17. Hukuk Dairesi 2009/7610 E. , 2010/1408 K.
"İçtihat Metni"MAHKEMESİ :Sulh Hukuk Mahkemesi
Taraflar arasındaki rücuen tazminat davasının yapılan yargılaması sonunda; kararda yazılı nedenlerden dolayı davanın kısmen kabulüne dair verilen hükmün, süresi içinde davalı vekilince temyiz edilmesi üzerine, dosya incelendi, gereği düşünüldü:
-K A R A R-
Davacı vekili dava dilekçesinde, müvekkili şirkete kasko sigortalı aracın, davalı ortaklık tarafından işletilen lokantanın otoparkına bırakıldığını, ancak davalı tarafın bakım ve gözetim sorumluluğunu yerine getirmemesi nedeniyle, kimliği belirsiz kişilerce aracın arka camı kırılmak suretiyle hasara uğratıldığını belirterek, sigortalısına ödediği 2.026.00 TL’nın, ödeme tarihinden itibaren işleyecek reeskont (avans) faiziyle birlikte davalıdan tahsiline karar verilmesini talep etmiştir.
Davalı vekili cevap dilekçesinde, olayın meydana geldiği yerin müvekkiline ait otopark olmadığını, bakım ve gözetim yükümlülüklerinin bulunmadığını, sigortalının da araç içerisinde çanta bırakarak kusurlu davrandığını bildirerek, davanın reddini savunmuştur.
Mahkemece, toplanan delillere, benimsenen bilirkişi raporuna ve tarafların kusur durumuna göre, davanın kısmen kabulü ile, 1.616.13 TL’nın, 29.07.2005 ödeme tarihinden itibaren işleyecek yasal faizi ile birlikte davalıdan tahsiline karar verilmiş; hüküm, davalı vekilince temyiz edilmiştir.
1-Mahkemece toplanıp değerlendirilen delillere, özellikle oluşa ve dosya içeriğine uygun olarak düzenlenen uzman bilirkişi raporunda belirtilen kusur oranının hükme esas alınmasında bir usulsüzlük bulunmamasına göre, davalı vekilinin aşağıdaki bendin kapsamı dışında kalan sair temyiz itirazlarının reddi gerekmiştir.
2-Davacı vekili, müvekkili şirketçe sigortalısına ödenen 2.026.00 TL’nın, tahsilini talep etmiştir.
Hükme esas alınan bilirkişi raporunda, davacının toplam zarar miktarı 1.616.13 TL ve davalının %75 oranında, sigortalının ise %25 oranında kusurlu olduğu belirlenmiştir.
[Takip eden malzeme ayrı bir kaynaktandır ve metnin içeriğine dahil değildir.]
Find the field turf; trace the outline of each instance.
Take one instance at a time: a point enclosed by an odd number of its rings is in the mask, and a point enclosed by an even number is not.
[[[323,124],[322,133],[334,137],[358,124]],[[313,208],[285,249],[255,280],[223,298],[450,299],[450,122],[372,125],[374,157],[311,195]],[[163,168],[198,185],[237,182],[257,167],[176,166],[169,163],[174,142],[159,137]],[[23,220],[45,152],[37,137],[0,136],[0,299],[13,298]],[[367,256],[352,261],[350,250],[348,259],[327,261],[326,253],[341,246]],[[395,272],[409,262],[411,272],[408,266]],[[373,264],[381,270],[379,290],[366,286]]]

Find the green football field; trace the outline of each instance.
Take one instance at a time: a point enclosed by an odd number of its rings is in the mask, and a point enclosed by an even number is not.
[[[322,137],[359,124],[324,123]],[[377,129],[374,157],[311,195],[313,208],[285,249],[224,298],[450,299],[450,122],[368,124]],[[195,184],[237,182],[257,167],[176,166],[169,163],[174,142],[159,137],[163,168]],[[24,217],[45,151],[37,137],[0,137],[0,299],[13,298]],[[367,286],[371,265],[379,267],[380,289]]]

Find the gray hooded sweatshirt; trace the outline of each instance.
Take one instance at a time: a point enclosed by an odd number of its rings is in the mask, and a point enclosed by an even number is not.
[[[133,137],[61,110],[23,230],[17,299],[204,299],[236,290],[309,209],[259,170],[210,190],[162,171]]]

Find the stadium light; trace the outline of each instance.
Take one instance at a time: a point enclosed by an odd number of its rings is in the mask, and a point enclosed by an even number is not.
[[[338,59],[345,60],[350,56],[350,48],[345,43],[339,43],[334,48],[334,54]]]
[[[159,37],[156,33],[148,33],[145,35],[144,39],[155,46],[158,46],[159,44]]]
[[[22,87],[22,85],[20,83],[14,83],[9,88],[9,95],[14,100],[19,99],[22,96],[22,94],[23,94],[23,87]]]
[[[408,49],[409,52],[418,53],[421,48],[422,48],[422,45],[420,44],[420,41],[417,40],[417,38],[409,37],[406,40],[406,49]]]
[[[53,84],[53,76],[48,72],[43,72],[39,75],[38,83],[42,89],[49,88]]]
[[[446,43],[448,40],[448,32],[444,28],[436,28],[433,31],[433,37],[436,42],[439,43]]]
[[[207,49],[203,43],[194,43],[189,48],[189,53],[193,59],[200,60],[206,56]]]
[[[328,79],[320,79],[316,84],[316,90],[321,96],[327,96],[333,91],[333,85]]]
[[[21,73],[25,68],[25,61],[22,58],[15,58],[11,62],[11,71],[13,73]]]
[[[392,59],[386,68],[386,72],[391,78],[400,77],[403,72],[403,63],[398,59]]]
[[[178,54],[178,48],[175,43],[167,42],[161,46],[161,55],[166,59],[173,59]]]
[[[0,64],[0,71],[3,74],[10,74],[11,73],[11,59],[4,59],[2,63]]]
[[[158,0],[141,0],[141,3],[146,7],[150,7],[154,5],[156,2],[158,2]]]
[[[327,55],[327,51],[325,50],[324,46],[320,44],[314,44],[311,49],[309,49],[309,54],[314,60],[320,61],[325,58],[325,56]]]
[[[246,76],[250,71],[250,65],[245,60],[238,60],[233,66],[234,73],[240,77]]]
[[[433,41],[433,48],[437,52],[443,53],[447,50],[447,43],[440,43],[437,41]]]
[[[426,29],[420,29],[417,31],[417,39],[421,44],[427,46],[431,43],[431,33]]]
Mahkemece, bilirkişi raporunda belirlenen 1.616.13 TL gerçek zarar miktarından, davalının %75 kusur oranına isabet eden 1.212.09 TL’na hükmedilmesi gerekirken, fazla tazminata karar verilmesi doğru görülmemiştir.
SONUÇ: Yukarıda (1) nolu bentte açıklanan nedenlerle, davalı vekilinin sair temyiz itirazlarının reddine; (2) nolu bentte açıklanan nedenlerle, davalı vekilinin temyiz itirazlarının kabulü ile, hükmün davalı yararına BOZULMASINA, peşin alınan harcın istek halinde temyiz eden davalıya geri verilmesine 22.2.2010 tarihinde oybirliğiyle karar verildi.